Lapierre played parts of six seasons with the Canadiens, and he was one of the Habs' great agitators during their many great battles with Boston.
Lapierre has gotten under the Bruins' skin during his career, and his dogged actions have reappeared during the Stanley Cup Finals, most notably when he mocked Patrice Bergeron in Game 2 by sticking his fingers near Bergeron's mouth. Seldom one to fight his own fight, Lapierre won't ever win a popularity contest among his NHL peers, particularly if the judges were stationed in Boston.

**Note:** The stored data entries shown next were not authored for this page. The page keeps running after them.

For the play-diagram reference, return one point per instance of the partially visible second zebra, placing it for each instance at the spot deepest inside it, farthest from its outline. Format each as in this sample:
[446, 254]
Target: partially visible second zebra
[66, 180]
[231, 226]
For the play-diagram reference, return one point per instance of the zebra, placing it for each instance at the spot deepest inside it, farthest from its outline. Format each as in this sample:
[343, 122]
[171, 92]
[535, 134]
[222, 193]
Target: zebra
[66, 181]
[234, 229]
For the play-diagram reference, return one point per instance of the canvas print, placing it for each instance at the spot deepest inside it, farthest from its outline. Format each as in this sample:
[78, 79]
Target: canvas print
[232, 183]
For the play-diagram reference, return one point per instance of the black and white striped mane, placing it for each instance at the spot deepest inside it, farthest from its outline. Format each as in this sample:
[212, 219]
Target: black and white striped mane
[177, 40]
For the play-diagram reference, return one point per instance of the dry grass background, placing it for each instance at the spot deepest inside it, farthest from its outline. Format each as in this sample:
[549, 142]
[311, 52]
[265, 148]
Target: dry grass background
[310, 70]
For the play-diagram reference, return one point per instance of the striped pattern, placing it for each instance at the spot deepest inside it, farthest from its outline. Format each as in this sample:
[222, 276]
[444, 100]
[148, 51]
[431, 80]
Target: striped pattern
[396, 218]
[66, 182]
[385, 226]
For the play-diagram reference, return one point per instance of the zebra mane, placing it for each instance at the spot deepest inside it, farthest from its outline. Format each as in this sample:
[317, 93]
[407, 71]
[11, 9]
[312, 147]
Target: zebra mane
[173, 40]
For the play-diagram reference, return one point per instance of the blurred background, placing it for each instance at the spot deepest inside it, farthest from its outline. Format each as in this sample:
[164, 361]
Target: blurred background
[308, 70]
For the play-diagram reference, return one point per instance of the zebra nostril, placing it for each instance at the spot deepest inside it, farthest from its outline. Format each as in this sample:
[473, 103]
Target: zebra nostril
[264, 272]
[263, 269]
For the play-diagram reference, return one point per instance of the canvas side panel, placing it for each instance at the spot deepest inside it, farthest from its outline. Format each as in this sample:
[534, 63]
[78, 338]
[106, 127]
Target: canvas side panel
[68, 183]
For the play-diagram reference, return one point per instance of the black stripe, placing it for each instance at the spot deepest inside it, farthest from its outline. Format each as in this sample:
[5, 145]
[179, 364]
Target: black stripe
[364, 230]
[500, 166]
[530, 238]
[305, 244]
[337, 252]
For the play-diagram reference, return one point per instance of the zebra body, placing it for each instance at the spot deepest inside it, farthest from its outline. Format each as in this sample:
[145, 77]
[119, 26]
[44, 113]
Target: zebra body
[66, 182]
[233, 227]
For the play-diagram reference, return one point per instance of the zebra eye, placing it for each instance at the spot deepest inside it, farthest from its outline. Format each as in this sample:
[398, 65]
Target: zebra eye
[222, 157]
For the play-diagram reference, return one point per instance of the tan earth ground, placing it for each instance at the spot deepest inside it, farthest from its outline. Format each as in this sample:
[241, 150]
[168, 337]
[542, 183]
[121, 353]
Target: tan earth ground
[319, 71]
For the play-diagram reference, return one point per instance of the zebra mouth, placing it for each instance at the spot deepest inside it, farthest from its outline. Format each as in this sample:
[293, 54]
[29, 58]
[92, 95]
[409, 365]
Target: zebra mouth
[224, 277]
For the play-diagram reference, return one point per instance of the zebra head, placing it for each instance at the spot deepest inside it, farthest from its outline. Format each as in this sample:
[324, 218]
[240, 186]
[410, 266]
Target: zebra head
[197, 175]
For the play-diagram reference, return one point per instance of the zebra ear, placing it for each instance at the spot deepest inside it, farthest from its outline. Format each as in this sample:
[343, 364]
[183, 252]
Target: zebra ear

But the fact of the matter is Lapierre was the best forward on the ice during the third period, and he might have had the best three-shift stretch of his entire career early in the period. Lapierre, who had four hits and three shots during the game, was aggressive in all three zones, and he was an offensive wizard with the puck through the early portion of the period.
Lapierre, who was traded twice this season, has become the second Boston villain to double as a Vancouver hero in the series. Alex Burrows sunk his teeth into that role in Game 2, but Lapierre delivered a more critical blow Friday when he pushed the Bruins to the brink of elimination.
And of course, Lapierre did it in his own unique way, one that has drawn a venomous reaction from the Bruins for the better part of a decade.
"The main thing is to have fun," Lapierre said. "When you come out and have fun and you're focused on your game plan, it makes things more easier."